Rzecz bezcenna? A i owszem. Rzecz bez ceny? Niestety. Takowa nie istnieje. Bo nie istnieje nic za darmo…
– za miłość – płacimy.
– za szczęście – płacimy.
– za naukę – płacimy.
– za wiarę – płacimy.
– za luksus – płacimy.
– za zdradę – płacimy.
– za rzeczy – płacimy.
– za uczucia – płacimy.
– za wszystko – płacimy.
Za wszystko kurwa płacimy. Jakie to okrutne. Czasem pieniędzmi, czasem rozpaczą, czasem smutkiem, żalem. Zazdrością też płacimy, zdradą… Płacisz cierpliwością, śmiechem, zdenerwowaniem. Możesz płacić czym zechcesz. Wyrobić sobie MasterCard na swój egoizm. Cudzy nietakt. Bo gotówką to teraz nuda. Takie zwyczajne, stare, oklepane. Jeszcze lepiej przez internet, szybciej, bez wychodzenia
z domu. Oszczędność czasu i miejsca, przede wszystkim. A może słów, uczuć?

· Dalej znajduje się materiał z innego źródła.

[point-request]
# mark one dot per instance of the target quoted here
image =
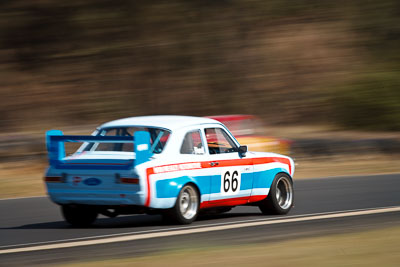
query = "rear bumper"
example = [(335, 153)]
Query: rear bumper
[(63, 197)]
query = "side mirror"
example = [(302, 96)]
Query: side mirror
[(142, 147), (242, 151)]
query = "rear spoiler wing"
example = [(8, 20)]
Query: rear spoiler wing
[(55, 140)]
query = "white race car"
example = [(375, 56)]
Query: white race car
[(170, 165)]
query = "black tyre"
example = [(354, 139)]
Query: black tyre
[(281, 196), (186, 207), (79, 216)]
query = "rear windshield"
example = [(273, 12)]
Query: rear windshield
[(158, 139)]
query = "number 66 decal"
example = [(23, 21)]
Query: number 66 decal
[(230, 182)]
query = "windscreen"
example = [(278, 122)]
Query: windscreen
[(158, 139)]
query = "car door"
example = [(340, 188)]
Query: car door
[(192, 150), (231, 175)]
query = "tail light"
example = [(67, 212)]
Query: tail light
[(56, 179), (126, 180)]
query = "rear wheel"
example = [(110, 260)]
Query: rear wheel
[(79, 216), (186, 207), (280, 198)]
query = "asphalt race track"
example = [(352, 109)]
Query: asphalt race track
[(32, 231)]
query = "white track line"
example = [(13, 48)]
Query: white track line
[(133, 237), (16, 198)]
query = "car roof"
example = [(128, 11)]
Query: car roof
[(160, 121), (232, 117)]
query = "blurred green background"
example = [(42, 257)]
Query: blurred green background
[(289, 62)]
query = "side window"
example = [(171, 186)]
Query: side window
[(219, 142), (192, 143)]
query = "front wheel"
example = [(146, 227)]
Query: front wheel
[(79, 216), (186, 207), (280, 197)]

Z pewnością dyskretniej. Czy na pewno? Zresztą, któż by się przejmował…
Nie ma to jak dokopać komuś przez PayPal. Pod przykrywką szczerości i dobrych chęci uskuteczniać współczesny ostracyzm. 'Po przyjacielsku' wieszać na społecznej szubienicy. Bo dzisiaj przecież możemy wszystko!
Zapominamy tylko o rachunku. A dostaniemy go na pewno. Czasem dostajemy go już w trakcie. Płacimy za swoje zachowanie, za wypowiedziane słowa, za czyny… zawsze płacimy. Życie jest jak okrutny księgowy ze Skarbówki, niczego Nam nie podaruje, za wszystko policzy. Przedstawi bilans zysków i strat. Sprawdzi Nasze aktywa i pasywa,
a na życie wystawi fakturę. Bo w życiu, jak w ekonomii czy przyrodzie musi pozostawać równowaga. Równanie rachunkowe Naszej egzystencji musi się zgadzać. Wydatki nie mogą być większe niż zyski. Na życie nie możesz wziąć Chwilówki. Nie da się w ratach spłacać swoich błędów. Przewidzieć najgorszego. A szkoda. Byłoby prościej. Dlatego musimy kontrolować siebie. Nieustannie poprawiać swoje życie.
Co dzień weryfikować swoje czyny. Bo jak to mówią… 'nie znasz dnia ani godziny'.
E.
PS. Nawet rym się zaplątał na koniec mojej egzystencjalnej paplaniny.